A panel of human resource professionals from agriculture cooperatives in Iowa offered perspectives on career conversations. Sara Clausen, Director of Communications for Key Cooperative moderated the panel. “Go seek out mentors to help you, they usually don’t come looking for you,’ said Janelle Thomas, Chief Human Resources officer at Landus Cooperative. She advised women to find a friend at work that you can to about your career, seek out professional organizations and read, read, read. Laura Sagwin, Human Resources Manager at First Cooperative Association, explained she is always looking for ways to help employees grow. Talk to your managers about your career goals, let them know what interests you and ask questions. “The cooperative environment has allowed me to the be the HR Manager I always wanted to be,” shared Carla Elliott, VP of Human Resources at Innovative Ag Services, “The human resources team is a true partner in growing the business.” She enjoys encouraging women in their agricultural careers. Carla says it’s often the little things that help people get jobs, like showing up promptly, having a neat appearance, knowing something about the company, and being a team player.

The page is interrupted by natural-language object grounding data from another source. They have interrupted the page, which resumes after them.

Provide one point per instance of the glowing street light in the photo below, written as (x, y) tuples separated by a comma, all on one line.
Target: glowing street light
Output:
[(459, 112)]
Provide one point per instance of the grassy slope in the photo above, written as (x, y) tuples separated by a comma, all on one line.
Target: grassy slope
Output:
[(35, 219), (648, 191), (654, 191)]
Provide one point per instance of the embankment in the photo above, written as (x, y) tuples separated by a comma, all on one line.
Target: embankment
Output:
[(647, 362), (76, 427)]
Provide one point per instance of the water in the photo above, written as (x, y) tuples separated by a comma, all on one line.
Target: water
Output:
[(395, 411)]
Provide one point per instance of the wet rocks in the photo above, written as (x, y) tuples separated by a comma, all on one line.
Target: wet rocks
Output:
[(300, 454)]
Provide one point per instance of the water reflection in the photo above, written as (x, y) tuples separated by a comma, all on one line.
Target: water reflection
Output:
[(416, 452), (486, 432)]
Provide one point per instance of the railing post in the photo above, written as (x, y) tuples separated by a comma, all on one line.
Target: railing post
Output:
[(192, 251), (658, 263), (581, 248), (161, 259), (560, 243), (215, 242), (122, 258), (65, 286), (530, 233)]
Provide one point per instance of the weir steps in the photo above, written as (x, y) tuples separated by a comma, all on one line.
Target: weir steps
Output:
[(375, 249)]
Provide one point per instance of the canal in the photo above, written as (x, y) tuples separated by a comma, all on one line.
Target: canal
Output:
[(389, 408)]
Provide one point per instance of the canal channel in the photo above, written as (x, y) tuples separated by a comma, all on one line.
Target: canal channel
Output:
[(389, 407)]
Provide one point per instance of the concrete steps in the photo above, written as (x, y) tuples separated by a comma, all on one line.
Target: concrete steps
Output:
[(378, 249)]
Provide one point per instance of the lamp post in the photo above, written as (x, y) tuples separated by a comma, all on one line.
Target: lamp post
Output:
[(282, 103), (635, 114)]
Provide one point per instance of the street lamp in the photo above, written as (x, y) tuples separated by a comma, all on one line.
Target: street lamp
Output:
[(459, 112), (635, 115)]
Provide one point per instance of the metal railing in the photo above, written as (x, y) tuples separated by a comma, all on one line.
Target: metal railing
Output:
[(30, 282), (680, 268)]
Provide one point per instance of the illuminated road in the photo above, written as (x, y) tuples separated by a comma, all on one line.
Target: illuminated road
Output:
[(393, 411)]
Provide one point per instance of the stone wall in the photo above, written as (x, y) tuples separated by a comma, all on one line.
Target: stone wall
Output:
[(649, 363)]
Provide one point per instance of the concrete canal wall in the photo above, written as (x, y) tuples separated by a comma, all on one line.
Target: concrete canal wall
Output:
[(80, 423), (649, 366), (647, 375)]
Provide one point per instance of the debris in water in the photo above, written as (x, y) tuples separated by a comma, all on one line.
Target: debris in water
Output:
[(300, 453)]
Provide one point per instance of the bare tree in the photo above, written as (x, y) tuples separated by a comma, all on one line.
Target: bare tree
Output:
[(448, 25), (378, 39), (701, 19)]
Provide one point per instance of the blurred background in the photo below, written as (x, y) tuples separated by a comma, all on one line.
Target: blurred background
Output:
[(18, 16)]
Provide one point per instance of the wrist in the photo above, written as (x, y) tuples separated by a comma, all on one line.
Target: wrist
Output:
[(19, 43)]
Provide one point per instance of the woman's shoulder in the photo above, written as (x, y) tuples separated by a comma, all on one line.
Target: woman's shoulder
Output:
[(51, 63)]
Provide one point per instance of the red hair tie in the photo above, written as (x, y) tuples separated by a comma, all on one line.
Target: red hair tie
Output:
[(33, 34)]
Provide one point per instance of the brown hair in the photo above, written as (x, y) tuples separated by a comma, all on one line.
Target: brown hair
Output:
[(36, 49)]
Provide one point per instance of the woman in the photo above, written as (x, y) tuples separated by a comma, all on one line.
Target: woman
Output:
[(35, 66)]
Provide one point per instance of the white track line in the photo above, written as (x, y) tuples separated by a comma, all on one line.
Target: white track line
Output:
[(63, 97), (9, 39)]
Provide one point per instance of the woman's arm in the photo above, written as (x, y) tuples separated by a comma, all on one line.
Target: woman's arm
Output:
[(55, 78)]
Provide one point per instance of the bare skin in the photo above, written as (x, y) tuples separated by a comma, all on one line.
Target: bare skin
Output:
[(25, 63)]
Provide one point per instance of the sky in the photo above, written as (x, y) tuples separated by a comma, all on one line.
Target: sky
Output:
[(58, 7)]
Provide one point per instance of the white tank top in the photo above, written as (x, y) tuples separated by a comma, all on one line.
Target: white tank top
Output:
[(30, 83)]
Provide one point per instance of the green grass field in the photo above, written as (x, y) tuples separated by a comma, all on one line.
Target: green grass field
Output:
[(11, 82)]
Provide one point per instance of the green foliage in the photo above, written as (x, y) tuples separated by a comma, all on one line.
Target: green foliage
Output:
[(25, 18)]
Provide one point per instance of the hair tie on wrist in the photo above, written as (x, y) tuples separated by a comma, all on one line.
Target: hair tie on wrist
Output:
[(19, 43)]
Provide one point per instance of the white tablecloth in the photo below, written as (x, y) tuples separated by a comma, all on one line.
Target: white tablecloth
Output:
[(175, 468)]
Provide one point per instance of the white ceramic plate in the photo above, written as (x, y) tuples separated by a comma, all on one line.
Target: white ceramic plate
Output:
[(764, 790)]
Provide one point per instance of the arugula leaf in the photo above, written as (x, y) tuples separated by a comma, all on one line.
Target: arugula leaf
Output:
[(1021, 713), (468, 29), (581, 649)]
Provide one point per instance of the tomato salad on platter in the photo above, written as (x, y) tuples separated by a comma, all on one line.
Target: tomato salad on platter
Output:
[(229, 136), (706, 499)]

Capstone speaker, Amanda De Jong, State executive Director for the USDA Iowa Farm Service Agency, told the conference audience our conversations can have a lasting impact on other people even when we don’t know it. She gave an example of how a mentor of hers told her if she is thinking about graduate studies, then go to law school. Even though he later forgot he gave this advice, Amanda got her law degree which led her to working for Senator Grassley on agricultural policy. While she was working for the Senator, she similarly encouraged a young woman to go to law school. Four years later, this young law graduate was interviewing with Amanda for a job. Now that Amanda has children, she says this is a good reminder that someone is always watching. Amanda enjoys her ‘Lean In Circle’ of colleagues that support each other in their careers. “As women, we all have something to give back to our industry and to other women,” Amanda stated, “Everything we do influences others.”
Conference attendees were inspired to believe in their own leadership abilities and to keep learning. They gained new friends who can support them in their leadership goals and were inspired by the conference speakers. Attendees took home tip sheets, planning guides, and information to help them continue to improve their leadership skills. Caite Palmer offered a sentiment shared by many, “It was great to be in a space so full of passionate women in agriculture.”
I would like to thank the Leadership Conference Advisory Committee for their excellent guidance and support of this event. We could not have done this without them. I also very much appreciate the continued sponsorship of Farm Credit Services of America and the ISU Department of Economics cooperatives program.